Des guerres civiles illustrées, durant le film, à l’aide de scènes d’animation. Des dessins au style faussement infantile qui contrastent avec l’enthousiasme – bien réel, lui – des gosses de Robertsport, pourtant pas épargnés par le dénuement et des crises comme celle d’Ebola. « Je veux être champion d’Afrique », lâche dans un sourire, l’un d’entre eux, entre deux sessions.
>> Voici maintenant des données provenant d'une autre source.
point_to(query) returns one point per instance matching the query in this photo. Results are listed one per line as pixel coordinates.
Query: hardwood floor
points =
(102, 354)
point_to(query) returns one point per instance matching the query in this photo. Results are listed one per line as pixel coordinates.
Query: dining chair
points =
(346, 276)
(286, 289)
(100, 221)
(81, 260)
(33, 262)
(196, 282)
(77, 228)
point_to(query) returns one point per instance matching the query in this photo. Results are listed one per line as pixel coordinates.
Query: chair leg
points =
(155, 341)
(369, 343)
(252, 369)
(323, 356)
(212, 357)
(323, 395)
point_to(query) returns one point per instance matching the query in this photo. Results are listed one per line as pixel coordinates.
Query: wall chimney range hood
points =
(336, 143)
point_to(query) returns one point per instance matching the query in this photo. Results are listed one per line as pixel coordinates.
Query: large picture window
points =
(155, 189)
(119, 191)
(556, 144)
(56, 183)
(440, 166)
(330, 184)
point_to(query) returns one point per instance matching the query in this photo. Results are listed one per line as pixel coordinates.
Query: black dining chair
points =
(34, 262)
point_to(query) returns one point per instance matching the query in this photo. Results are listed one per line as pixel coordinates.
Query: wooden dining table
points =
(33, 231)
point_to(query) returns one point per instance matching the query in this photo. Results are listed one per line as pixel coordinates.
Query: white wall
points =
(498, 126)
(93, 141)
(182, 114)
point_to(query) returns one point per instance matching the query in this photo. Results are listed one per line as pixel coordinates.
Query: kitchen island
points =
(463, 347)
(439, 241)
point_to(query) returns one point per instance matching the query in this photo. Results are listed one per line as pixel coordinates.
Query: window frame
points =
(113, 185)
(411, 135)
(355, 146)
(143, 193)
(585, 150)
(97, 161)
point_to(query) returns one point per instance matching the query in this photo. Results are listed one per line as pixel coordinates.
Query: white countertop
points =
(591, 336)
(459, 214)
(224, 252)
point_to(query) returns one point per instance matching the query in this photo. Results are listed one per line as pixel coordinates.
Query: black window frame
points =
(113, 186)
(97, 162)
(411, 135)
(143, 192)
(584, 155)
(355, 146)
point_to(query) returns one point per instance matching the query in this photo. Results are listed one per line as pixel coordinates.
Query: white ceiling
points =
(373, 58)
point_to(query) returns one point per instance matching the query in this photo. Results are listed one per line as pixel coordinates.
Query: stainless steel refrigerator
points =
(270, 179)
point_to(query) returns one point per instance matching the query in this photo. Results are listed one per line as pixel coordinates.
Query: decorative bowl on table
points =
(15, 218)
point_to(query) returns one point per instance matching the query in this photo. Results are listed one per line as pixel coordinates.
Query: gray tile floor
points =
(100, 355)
Il raconte les séances de surf avec des planches de fortune, la sensation de plaisir d’être dans l’eau.

Damien Castera et Arthur Bourbon sont, eux, revenus émerveillés de leur séjour de 23 jours au Liberia. « Les gens sont hyper souriants, hyper accueillants, plein d’énergie, raconte le deuxième. Ils ont l’envie de s’en sortir et ils sont hyper positifs. Et ça, pour moi, ça été la grande leçon de vie en allant là-bas ».